Matt Poore
- Poore in 1953–54

Personal information
- Full name: Matt Beresford Poore
- Born: 1 June 1930 Christchurch, New Zealand
- Died: 11 June 2020 (aged 90) North Shore, Auckland, New Zealand
- Batting: Right-handed
- Bowling: Right-arm offbreak

International information
- National side: New Zealand (1953–1956);
- Test debut (cap 63): 13 March 1953 v South Africa
- Last Test: 6 January 1956 v India

Domestic team information
- 1950/51–1961/62: Canterbury

Career statistics
| Competition | Test | First-class |
| Matches | 14 | 61 |
| Runs scored | 355 | 2,336 |
| Batting average | 15.43 | 23.12 |
| 100s/50s | 0/0 | 2/11 |
| Top score | 45 | 142 |
| Balls bowled | 788 | 5,134 |
| Wickets | 9 | 68 |
| Bowling average | 40.77 | 26.66 |
| 5 wickets in innings | 0 | 1 |
| 10 wickets in match | 0 | 0 |
| Best bowling | 2/28 | 5/27 |
| Catches/stumpings | 1/– | 14/– |
- Source: Cricinfo, 1 April 2017

= Matt Poore =

New Zealand cricketer (1930–2020)

Matt Beresford Poore (1 June 1930 – 11 June 2020) was a New Zealand cricketer who played 14 Test matches for New Zealand in the 1950s. He was born in Christchurch.

==Domestic career==
A right-handed middle order batsman and handy off-spin bowler, Poore played for Canterbury from 1950–51 to 1957–58, then returned for three matches in 1961–62. His highest score was 142 opening the batting against Central Districts in 1954–55, a match in which the next highest score was 55. It was the highest score in the Plunket Shield in the 1954–55 season. His other century was 103, opening the batting against Auckland in 1956-57 after taking 4 for 72 (figures of 47.2-22-72-4) in the first innings. His best bowling was 5 for 27 against Indian Universities in the final match of the 1955-56 tour.

Commenting on Poore's innings of 70 in his second match for Canterbury in 1950–51, Dick Brittenden wrote: "His graceful driving and easy footwork marked him out as a future New Zealand batsman, and he became one, only to disappoint his admirers regularly, by looking the best batsman in the country and getting out for small scores inexplicably and far too frequently."

==International career==
Poore made his Test debut in March 1953 against South Africa at Auckland.
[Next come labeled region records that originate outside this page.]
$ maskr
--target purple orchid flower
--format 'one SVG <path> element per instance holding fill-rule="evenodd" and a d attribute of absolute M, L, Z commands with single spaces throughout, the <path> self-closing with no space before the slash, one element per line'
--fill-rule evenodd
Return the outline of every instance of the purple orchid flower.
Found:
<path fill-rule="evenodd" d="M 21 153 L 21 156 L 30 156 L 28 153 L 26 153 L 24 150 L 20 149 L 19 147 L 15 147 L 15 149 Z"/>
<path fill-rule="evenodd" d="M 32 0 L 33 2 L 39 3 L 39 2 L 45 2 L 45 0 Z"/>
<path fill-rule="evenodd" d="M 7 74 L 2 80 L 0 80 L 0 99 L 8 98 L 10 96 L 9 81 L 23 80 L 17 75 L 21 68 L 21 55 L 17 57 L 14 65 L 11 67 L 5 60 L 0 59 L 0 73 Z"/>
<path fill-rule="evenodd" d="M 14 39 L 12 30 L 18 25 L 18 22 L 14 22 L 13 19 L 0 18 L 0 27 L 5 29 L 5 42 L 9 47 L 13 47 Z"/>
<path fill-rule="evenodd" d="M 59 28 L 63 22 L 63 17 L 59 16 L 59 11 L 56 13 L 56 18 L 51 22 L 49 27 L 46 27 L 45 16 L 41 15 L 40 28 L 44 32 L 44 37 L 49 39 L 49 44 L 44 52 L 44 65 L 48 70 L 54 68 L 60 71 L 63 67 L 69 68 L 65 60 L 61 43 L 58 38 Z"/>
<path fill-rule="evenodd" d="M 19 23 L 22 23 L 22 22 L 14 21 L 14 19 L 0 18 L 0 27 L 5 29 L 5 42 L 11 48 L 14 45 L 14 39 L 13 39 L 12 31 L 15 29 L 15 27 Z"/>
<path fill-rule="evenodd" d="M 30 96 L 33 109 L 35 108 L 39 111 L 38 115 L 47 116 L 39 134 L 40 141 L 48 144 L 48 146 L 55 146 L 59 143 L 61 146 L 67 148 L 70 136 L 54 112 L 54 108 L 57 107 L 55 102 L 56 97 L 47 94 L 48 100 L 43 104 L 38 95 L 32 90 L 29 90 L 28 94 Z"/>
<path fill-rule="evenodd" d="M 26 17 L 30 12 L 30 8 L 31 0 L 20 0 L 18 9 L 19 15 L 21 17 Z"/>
He made 170 runs in the five-Test series in South Africa in 1953–54. He also toured Pakistan and India in 1955–56, playing in seven of the eight Tests, but scoring only 131 runs at 11.90 and taking 4 wickets at 64.25.

His best Test performances came in his first Test, when he made 45 and 8 not out and took 2 for 28 and 2 for 43. Although he failed to make a Test half-century in his 14 matches - and in fact holds the record for the longest Test career without a half-century or a three-wicket haul - he made two hundreds in first-class cricket.

Like most of the New Zealand team, Poore suffered from illness during the tour of Pakistan and India. During one game, affected by his gastric medication, he went to sleep standing up in the field. In Bangalore he was bitten by a stray dog that he was removing from the field, and had to have antibiotic injections in his stomach for the next two weeks, most of them administered by his teammates in the absence of medical assistance.

==Personal life==
Poore and his wife Rae were married for 63 years. He died at their retirement village in North Shore, Auckland, on 11 June 2020.